Quarterly Reporting

Quarterly Report - June 2019

YOUTH JUSTICE

We are committed to supporting young people, whānau and victims of youth crime to restore their mana. 

The graphs below show how we are performing across several measures. 

We plan to add additional measures such as our success with young people remaining on bail through their court case instead of being placed in custody. 

Outcomes framework goal - More young people stop offending before adulthood.
June 2019 Graphs8

Re-engagement for those with Youth Justice history

The proportion of young people referred to Oranga Tamariki youth justice once and not subsequently re-referred to us (blue section of bar) continues to steadily grow. In the broader system, overall youth offending is continuing to decline, and historically reoffending rates have remained relatively steady.

June 2019 Graphs9

FGC history for young people with current FGC

The number of young people with a youth justice FGC slightly increased this quarter. This is in contrast to the overall trend which is showing a decline. The increase was driven by both first time FGCs as well as young people who have had a total of 10+ FGCs in their lifeime.

What is a Family Group Conference (FGC)?

A Youth Justice Family Group Conference gives a young person along with their whānau, victims and professionals, a chance to help find solutions when they have offended.

There are three types of Youth Justice Family Group Conferences: an FGC for children who offend, an Intention to Charge FGC, and a Court Ordered FGC. 

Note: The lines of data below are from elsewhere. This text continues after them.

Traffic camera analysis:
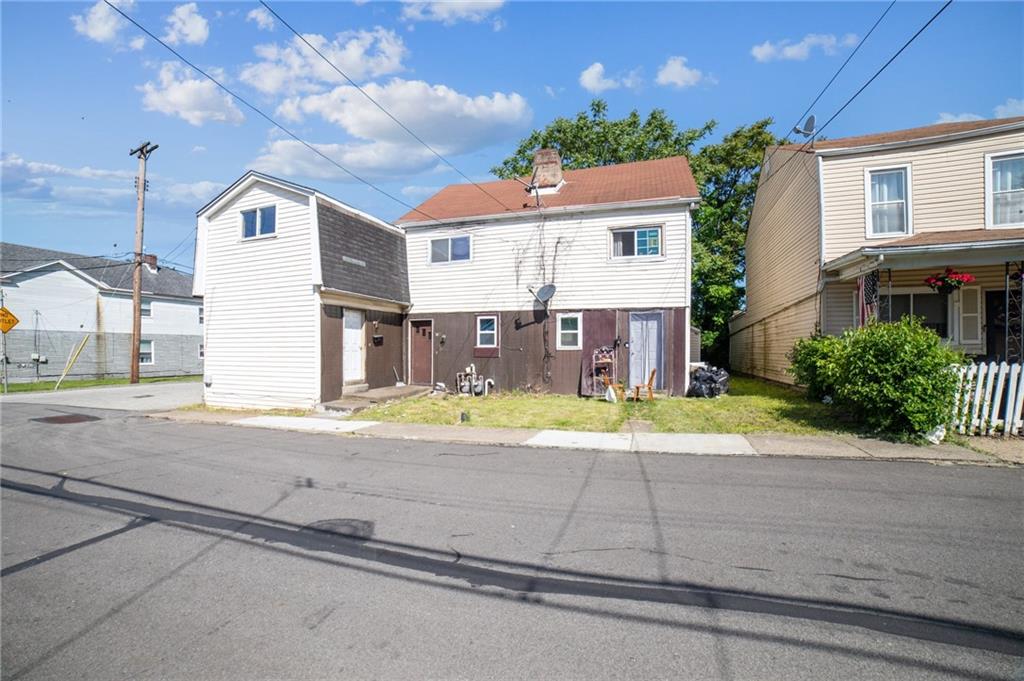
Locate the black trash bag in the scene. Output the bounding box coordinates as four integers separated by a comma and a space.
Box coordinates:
686, 367, 729, 397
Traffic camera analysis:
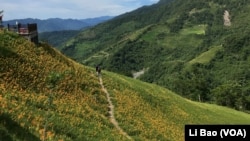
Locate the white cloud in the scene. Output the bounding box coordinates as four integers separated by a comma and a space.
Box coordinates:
0, 0, 159, 20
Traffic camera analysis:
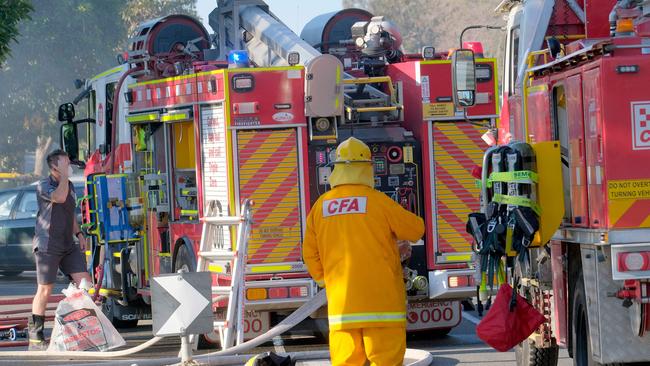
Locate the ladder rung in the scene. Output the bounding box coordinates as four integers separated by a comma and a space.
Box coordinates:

Outcomes framework goal - More young people are safely managed in the least restrictive placement appropriate.
June 2019 Graphs10

Custodial Placements in Youth Justice

The number of young people in custody declined significantly in the latest quarter. Although there was a reduction in all placement types, police cells had the strongest decline at 43 per cent. This is in line with our goal to reduce the amount of young people in restrictive placements and instead shift more young people into community remand homes as they come online.

What are the different types of placements?

There are several different types of youth justice placements. These can include: 

Residence: A youth justice residence provides a safe and secure place for young people to stay who are in the custody of the Chief Executive following arrest, remand or sentence. Residences are locked facilities that provide 24 hour containment and care. 

Community based placement: A young person in the custody of the Chief Executive can be placed in the community if their circumstances do not require them to be in secure residence. Community based placements can include group remand homes, supervised group homes, and family homes among others. 

Remand: While a court case is progressing, a young person can be detained in the custody of the Chief Executive under s238(1)(d) of the Oranga Tamariki Act 1989. This is often referred to as a custodial remand. The definition here has been expanded to also include detention in Police or Oranga Tamariki custody following arrest up to the first court appearance. 

 

June 2019 Graphs11

Average days on Custodial Remand

Custodial remand placements in residence are considerably longer, on average, than community placements. Although durations tend to fluctuate over time, often due to one or two outlier cases, the length of residential remand placements has dropped to 36 days in the latest quarter and community placements has grown to 16 days.